Monday, February 27, 2006

Building a city of God?

'Pizza pope' builds a Catholic heaven

I have mixed feelings about this. It would be quite nice to live in a place permeated with a Catholic culture, however, I don't think building a city separated from the rest of the world is good way to spread that culture. We were told to be "in the world but not of the world" (John 17:13-19).

Now, it may be that a place like Ave Maria could form people who would go out and change society, but it just seems to me to be a place to get away from the rest of the world.

6 comments:

Unknown said...

Hey sweet, I just posted basically the same thing, before I knew you'd found the same link.
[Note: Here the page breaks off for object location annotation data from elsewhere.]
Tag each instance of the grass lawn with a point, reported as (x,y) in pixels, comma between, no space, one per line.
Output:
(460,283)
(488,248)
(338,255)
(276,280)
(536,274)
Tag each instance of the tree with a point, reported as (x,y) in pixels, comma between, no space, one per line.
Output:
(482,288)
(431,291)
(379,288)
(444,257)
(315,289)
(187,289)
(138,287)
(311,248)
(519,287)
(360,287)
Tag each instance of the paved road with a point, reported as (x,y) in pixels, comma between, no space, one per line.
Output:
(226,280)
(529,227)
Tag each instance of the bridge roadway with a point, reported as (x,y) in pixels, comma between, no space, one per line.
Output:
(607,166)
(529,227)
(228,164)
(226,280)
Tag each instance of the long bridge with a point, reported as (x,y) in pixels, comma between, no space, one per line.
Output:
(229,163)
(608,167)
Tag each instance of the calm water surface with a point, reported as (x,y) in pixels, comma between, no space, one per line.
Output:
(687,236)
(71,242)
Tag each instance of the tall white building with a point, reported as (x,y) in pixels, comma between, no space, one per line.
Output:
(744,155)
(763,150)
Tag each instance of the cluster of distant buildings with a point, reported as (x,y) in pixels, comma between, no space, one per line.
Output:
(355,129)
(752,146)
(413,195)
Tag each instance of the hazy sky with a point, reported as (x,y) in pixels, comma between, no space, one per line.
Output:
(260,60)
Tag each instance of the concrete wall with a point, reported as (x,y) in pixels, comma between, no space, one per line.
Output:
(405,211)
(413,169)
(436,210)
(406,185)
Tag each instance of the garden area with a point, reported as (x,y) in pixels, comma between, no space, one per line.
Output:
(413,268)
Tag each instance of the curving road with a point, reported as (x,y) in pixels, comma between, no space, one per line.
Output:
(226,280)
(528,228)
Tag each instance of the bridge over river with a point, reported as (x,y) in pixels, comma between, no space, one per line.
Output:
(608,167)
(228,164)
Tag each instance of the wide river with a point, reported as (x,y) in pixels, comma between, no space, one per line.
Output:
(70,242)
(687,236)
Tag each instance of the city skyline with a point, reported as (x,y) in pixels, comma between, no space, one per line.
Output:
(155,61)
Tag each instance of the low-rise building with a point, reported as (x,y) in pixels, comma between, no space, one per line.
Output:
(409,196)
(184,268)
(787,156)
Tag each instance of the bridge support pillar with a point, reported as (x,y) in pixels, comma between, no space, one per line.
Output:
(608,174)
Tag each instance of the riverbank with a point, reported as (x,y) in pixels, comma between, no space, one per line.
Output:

Great minds and all that, no doubt.

father michael said...

No doubt, indeed.

I just posted a comment on your post ... AND THEN DISCOVERED THAT YOU HAD COMMENTED ON MY POST!

Gregaria said...

I don't quite know what to say...

It seems that Monaghan's absolute rules in a town that will be open to the public is kind of interesting. It doesn't seem right. I also agree with what you say about the town becoming an escape rather than an evangelizing tool. I'm sure enforcing restrictions on various business people will not make them suddenly open to accepting Catholic doctrines and rules. Its a good idea, but I think he's going about it the wrong way. And I don't know which way would be the right way to go about it.

David L Alexander said...

man with black hat: Hail Mary Revisited

"[N]ot a 'town' in the traditional sense of being designed for pedestrian traffic, but rather a suburb designed for the automobile... a monument to consumption and excess for which the American suburb has become known in over half a century... which is more 'cultural Calvinist' than it is Catholic, regardless of how many streets are named for saints."

David L Alexander said...

Included in my above link is a presentation on "new urbanism." Well worth viewing, for those interested in how a "town" is supposed to look.

father michael said...

Thanks for all the comments.
Here's the link that David mentioned:
http://www.cnu.org/about/index.cfm?formAction=tour&CFID=12257480&CFTOKEN=62716797

I agree. The idea of a "walkable" city is brilliant ... it would take work but would be worth it. Also, I think we really need to work on revitalizing our existing towns and making them more livable before we make new ones.